Music in the Margins
At the University of Chicago music provides an important release from silent study. There are seven a cappella groups, the Marching Maroons pep band, the Symphony Orchestra, numerous ensembles, and the Guild of Student Carillonneurs who perform the bells at the Rockefeller Memorial Chapel for all of campus to hear–not to mention the musical antics that take place on campus, from flash mobs to impromptu guitar performances. The students’ notorious monkish devotion to study is complemented by boisterous social life.

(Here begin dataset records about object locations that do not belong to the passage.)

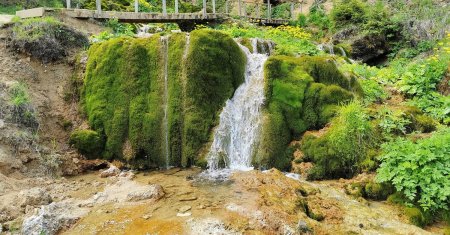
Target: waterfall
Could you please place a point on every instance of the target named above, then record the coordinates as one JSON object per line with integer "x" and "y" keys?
{"x": 165, "y": 127}
{"x": 237, "y": 135}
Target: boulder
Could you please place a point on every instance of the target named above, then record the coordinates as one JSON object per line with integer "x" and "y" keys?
{"x": 34, "y": 197}
{"x": 52, "y": 218}
{"x": 111, "y": 171}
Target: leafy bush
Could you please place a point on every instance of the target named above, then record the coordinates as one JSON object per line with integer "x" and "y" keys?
{"x": 347, "y": 12}
{"x": 22, "y": 110}
{"x": 340, "y": 151}
{"x": 87, "y": 142}
{"x": 420, "y": 170}
{"x": 289, "y": 40}
{"x": 302, "y": 93}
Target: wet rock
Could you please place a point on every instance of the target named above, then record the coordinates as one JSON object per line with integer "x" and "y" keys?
{"x": 127, "y": 174}
{"x": 192, "y": 198}
{"x": 154, "y": 191}
{"x": 302, "y": 227}
{"x": 184, "y": 214}
{"x": 184, "y": 209}
{"x": 111, "y": 171}
{"x": 34, "y": 197}
{"x": 52, "y": 218}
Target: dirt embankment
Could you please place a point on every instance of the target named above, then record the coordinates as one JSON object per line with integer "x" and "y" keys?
{"x": 35, "y": 120}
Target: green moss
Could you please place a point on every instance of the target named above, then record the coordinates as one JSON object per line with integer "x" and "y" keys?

Armenia, ca. 15-16th century
Paper
MS 139, ff. 150v-151r
This Armenian manuscript in the bologir (rounded letters) script is richly illuminated in a regional style of the fifteenth or sixteenth century. The manuscript has been cut and rebound, damaging some of the original illuminations, but the eponymous fluting shepherd survives in the left-hand margin of the page shown here. Wearing regional costume, the shepherd plays a small flute.
Juvenal
Florence, Italy, 1441 CE
Parchment
MS 29, f. 1r
This 1441 manuscript is a Florentine humanist edition of Juvenal’s Satirae, a second-century CE Roman text. The Satirae can be read both as a polemic condemning classical Roman excess and a comedy playing off it. The marginal emendations reflect this dual status. Although today we view the humanist project of “recovering” classical antiquity in the Italian Renaissance with a serious eye, the mischievous putti (small cherubic nudes) on the opening page reveal a humorous bent. On the top of the page a putto plays a horn, while two others inhabit the illuminated capital letter and bottom margin. The manuscript has marginal notes in the same hand as its text, and a stamped leather cover that is original to the volume, rendering it not only beautiful, but also an important exemplar of boundaries, marginal spaces, and text coming together as a synthetic whole in the intellectual culture of fifteenth century Italy.

Geert Groote (1340-1384)
Dutch, ca. 1480
Ms. 347, ff. 47v-48
When absurd figures, anthropomorphized animals, and monstruous grotesques populate the borders of illuminated prayer books, they create a stark contrast to the devotional pictorial and textual content. Here in the lower right corner, an ape is crouching along the border as an apewomanis artistically balancing on his back – a pun on a popular story of Phyllis riding the lovestricken Aristotle through the courtly palace. In the top right corner an extravagantly dressed figure carries a bucket with a monkey playing the bagpipe while a white hare with electrified ears seems to glare at the crucifixion of Christ on the facing page.

Blasius de Parma
Italy, ca. 15th century
MS 10, ff. 16v- 17r
This fifteenth-century Italian manuscript is a neo-Platonic critique of Aristotle’s Meteorologica by Biagio Pelacani da Parma, and this section of the text refers to bell towers in the city. The typical nota bene hand here is equipped with a bell, suggesting the sounds of the ringing bells from the campanile and providing a sly contrast to the seriousness of the text.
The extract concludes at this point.